After enduring the Harry Thomas Jr. scandal and the months spent waiting for his replacement, residents of Northeast Washington have a new representative on the D.C. Council.
Kenyan McDuffie, a 36-year old prosecutor, won the Ward 5 seat in a landslide with a 20-point margin in the unofficial election results released late Tuesday night. McDuffie garnered 44.5 percent of the total, or 4,085 votes, in a race for a wide-open seat against 10 other candidates. Delano Hunter, who finished second to Thomas in the 2010 primary election, mustered 1,850 votes for 20.2 percent of the field.
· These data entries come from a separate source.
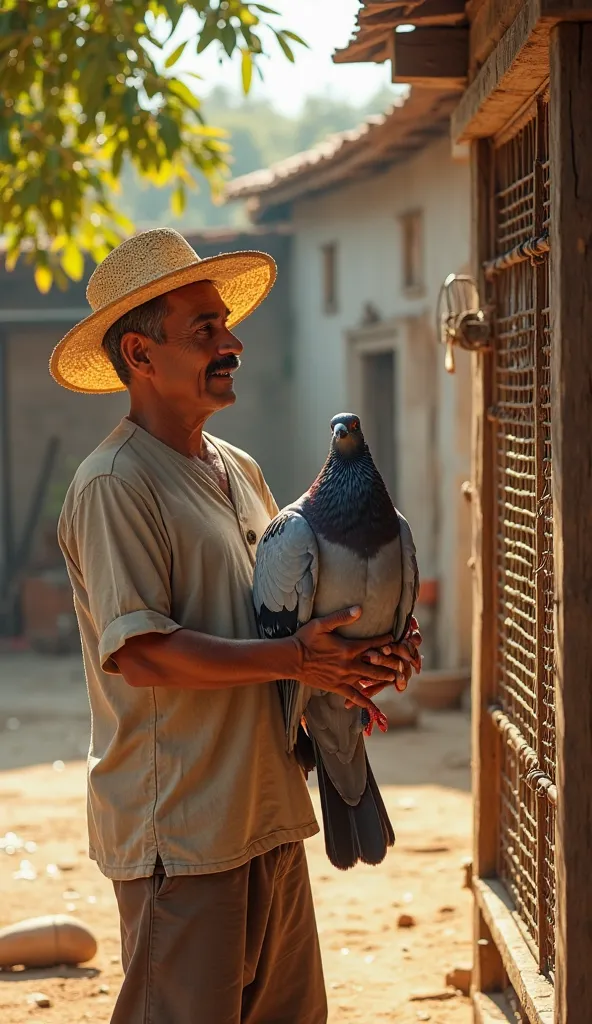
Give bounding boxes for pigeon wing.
[392,512,419,643]
[253,508,319,751]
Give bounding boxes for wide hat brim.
[49,251,278,394]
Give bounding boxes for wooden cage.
[335,0,592,1024]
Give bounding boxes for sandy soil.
[0,654,472,1024]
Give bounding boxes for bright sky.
[156,0,390,114]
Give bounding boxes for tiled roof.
[226,88,458,213]
[333,0,467,63]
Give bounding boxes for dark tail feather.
[312,739,394,870]
[294,725,316,775]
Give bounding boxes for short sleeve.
[66,476,181,673]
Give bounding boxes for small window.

Frank Wilds, considered the other top contender, finished with 14.8 percent of the vote.
Political consultant Chuck Thies said the margin by which McDuffie won was particularly impressive because none of the top contenders had a clear edge.
“He just left them in the dust,” he said.
McDuffie was not available for comment before press time.
Bob King, who managed Hunter’s campaign, congratulated McDuffie but said his candidate would be back.
“He’s got a good vision, he understands where he’s going,” King said of Hunter.
McDuffie is a native of Ward 5 and no stranger to D.C. politics. This was his second attempt to win the ward’s council seat, after coming in third to Thomas and Hunter in 2010. A prosecutor and civil rights attorney, McDuffie used his professional background to sell himself as the candidate who could bring ethics and integrity back to the Ward 5 seat from which Thomas resigned in disgrace.
Thies said that because McDuffie ran on an ethics and integrity platform, his election signaled a “mandate by the residents of Ward 5 … to go downtown and clean things up.”
Many Ward 5 residents have said they hope the special election would bring closure after a year marked by shame and disappointment, as Thomas admitted in January to stealing $353,500 in grant money meant for sports camps for the city’s youths. Thomas used the city-run nonprofit Children & Youth Investment Trust Corp. to steer grant money to certain nonprofits that then kicked most of those funds back to him.
He spent the stolen funds mostly on himself, including paying for vacations and luxury cars.
This month, Thomas was sentenced to 38 months in federal prison. He is awaiting his summons to a minimum-security prison.
Tuesday’s election marked the first time in decades the Thomas family name was not on a ballot in Ward 5, as the family has a long history of public service to Northeast residents.
Thomas’ father held the Ward 5 council seat from 1986 until his death in 1999. Thomas followed his father’s footsteps into city politics, winning his old council seat in 2006.